Ayah pernah bercerita bahwa sesampainya di hadapan Kabah ia langsung mengucapkan syukur dan tidak berhenti mengucapkan takbir. Seorang Muslim pasti bergetar hatinya ketika pertama kali bertemu Ka’bah. Namun yang membuat ia menangis dan tak sanggup menahan air matanya, justru tatkala selama berhaji ia bertemu bendera merah putih. Air matanya tak tertahan lagi. Ini hanya potongan kisah dari ayah kepada anaknya tentang pengalaman berhaji. Namun potongan cerita bahwa yang membuatnya menangis justru adalah bendera merah putih ketika ia berada di Mekkah, membuat saya harus memikirkan ulang makna nasionalisme.
Tulisan Ben Anderson tentang Imagined Communities menunjukan bagaimana nasionalisme terbentuk. Berawal dari kapitalisme cetak hingga pemikiran ulang tentang pergolakan identitas suatu bangsa. Ia hampir saja menyebutkan secara menyeluruh bagaimana nasionalisme yang dibangun oleh suatu negara tidak memiliki landasan yang cukup kuat. Dalam hal ini entah bahasa, suku, ras, geografi, kepentingan ekonomi dan lainnya.

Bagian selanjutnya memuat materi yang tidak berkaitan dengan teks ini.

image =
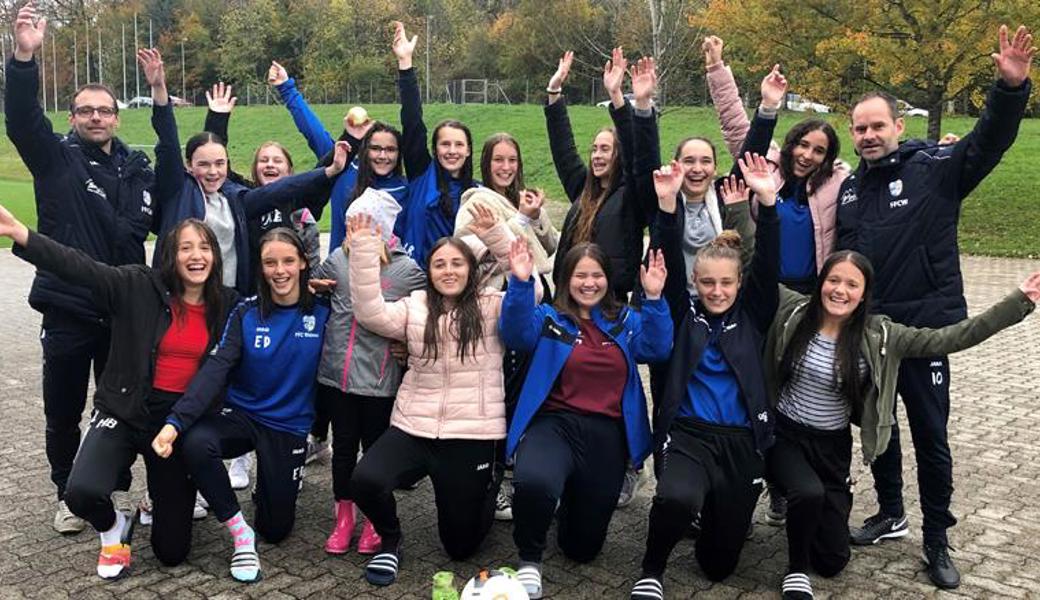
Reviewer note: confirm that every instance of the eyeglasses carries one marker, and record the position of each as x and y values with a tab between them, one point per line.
89	110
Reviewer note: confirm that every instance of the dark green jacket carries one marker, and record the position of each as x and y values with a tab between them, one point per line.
884	345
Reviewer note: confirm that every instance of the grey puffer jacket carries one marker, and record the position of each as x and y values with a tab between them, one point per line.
354	360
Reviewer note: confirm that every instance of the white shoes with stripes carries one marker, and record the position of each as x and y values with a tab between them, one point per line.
382	570
529	575
797	587
648	589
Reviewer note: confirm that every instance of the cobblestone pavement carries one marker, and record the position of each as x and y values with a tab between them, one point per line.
994	429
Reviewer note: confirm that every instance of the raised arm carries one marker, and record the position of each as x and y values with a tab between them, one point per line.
307	123
979	152
377	315
169	168
761	285
932	342
414	151
646	147
308	190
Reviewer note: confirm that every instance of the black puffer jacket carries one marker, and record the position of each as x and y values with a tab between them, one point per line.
139	306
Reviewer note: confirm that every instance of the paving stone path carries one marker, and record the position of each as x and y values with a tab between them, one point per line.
994	431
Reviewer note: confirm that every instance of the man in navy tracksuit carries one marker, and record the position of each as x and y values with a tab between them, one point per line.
92	193
901	209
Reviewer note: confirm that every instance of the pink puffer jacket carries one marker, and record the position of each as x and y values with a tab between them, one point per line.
445	398
734	123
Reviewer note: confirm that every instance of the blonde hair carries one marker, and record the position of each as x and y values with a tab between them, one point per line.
726	245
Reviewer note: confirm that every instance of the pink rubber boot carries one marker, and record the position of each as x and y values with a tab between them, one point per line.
369	543
339	540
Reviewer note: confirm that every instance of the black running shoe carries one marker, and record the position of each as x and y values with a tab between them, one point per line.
879	527
940	567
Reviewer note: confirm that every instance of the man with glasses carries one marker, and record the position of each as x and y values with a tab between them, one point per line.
92	193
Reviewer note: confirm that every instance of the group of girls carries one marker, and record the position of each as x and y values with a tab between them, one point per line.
459	274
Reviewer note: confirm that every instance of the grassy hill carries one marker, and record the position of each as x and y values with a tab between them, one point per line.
1002	217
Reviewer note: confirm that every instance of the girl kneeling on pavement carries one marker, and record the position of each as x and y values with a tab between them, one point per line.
581	416
830	363
713	424
267	358
358	379
183	306
449	415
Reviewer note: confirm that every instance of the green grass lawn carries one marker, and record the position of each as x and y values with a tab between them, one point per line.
1002	217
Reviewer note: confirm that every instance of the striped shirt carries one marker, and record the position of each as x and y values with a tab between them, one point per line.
812	396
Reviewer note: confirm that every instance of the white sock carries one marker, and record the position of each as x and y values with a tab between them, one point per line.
112	536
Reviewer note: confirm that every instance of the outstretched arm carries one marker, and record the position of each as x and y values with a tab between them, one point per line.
413	150
28	128
979	152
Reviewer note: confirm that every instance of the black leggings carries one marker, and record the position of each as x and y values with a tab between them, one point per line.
810	467
109	448
465	478
577	461
711	470
356	420
280	468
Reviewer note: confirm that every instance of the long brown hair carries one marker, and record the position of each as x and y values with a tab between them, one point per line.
513	191
465	321
595	192
564	303
848	379
211	291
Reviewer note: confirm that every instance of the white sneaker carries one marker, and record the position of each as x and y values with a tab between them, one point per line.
200	510
238	472
66	522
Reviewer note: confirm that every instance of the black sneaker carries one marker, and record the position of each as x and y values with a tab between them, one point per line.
940	567
879	527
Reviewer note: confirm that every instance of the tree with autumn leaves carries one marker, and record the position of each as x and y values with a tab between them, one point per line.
926	52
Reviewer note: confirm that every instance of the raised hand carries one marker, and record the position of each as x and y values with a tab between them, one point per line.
563	71
530	203
360	227
29	32
644	75
774	86
614	73
653	275
10	227
1015	57
756	174
668	182
521	264
1031	287
483	218
341	151
277	74
151	61
219	99
163	442
711	47
733	190
403	47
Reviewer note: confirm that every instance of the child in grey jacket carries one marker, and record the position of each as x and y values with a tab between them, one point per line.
358	377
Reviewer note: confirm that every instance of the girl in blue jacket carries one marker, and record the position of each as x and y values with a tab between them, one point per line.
267	358
375	162
203	190
435	186
581	416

Apabila tidak ada kesamaan yang logis, yang menjadi alasan dasar berdirinya suatu bangsa, lalu mengapa kita dalam beberapa generasi berupaya sedapat mungkin mempertahankan ‘kebangsaan’ yang sangat lemah secara ontologis ini?
Bila kita memulai asumsi bahwa kebangsaan merupakan suatu konsep yang disangsikan kebenarannya, kita bisa memandang bahwa ‘bangsa’ hanyalah suatu mitos. Yakni suatu makna yang terus berkembang dan menambah dirinya sendiri, dari suatu objek yang tidak layak dipertahankan.
Sederhananya, mari kita bayangkan bahwa nasionalisme atau yang disebut bangsa Indonesia adalah kebohongan. Kesamaan bahasa sebagai alasan berbangsa adalah hasil pemaksaan negara melalui pendidikan. Persamaan kepentingan itu tidak ada karena konflik terus terjadi dan perasaan senasib pun sudah tidak ada karena tidak semua daerah di Indonesia merasakan penjajahan dengan rasa derita yang sama (Aceh baru berhasil dikuasai kolonial Belanda pada awal abad ke 20).
Kemudian melalui asumsi yang sama; alasan untuk memisahkan diri dari Indonesia lebih mudah ditemukan ketimbang mencari alasan untuk menuju persatuan. Bukankah masuk akal apabila Papua meminta merdeka, meminta hak atas kekayaan alam mereka—yang dalam perpektif mereka—dirampas oleh orang-orang dari Jakarta?
Bukankah cukup masuk akal bila Aceh meminta memisahkan diri dari Indonesia, karena sebelum bangsa Ini lahir dan dideklarasikan, rakyat Aceh sudah memiliki karakteristik bangsanya sendiri? Lalu apa yang membuat mereka (harus) menjadi Indonesia?
Pertanyaan-pertanyaan semacam ini sangat logis diajukan. Namun pertanyaan-pertanyaan tersebut belum mampu menjelaskan mengapa seorang muslim asal Indonesia yang memiliki tujuan berhaji ke Mekah, untuk memenuhi hasrat keimanannya, secara melankolis, malah menangis ketika melihat bendera merah putih di tanah seberang tersebut? Berarti bendera merah putih memiliki makna yang secara terus-menerus dan tidak berhenti memancarkan daya magisnya.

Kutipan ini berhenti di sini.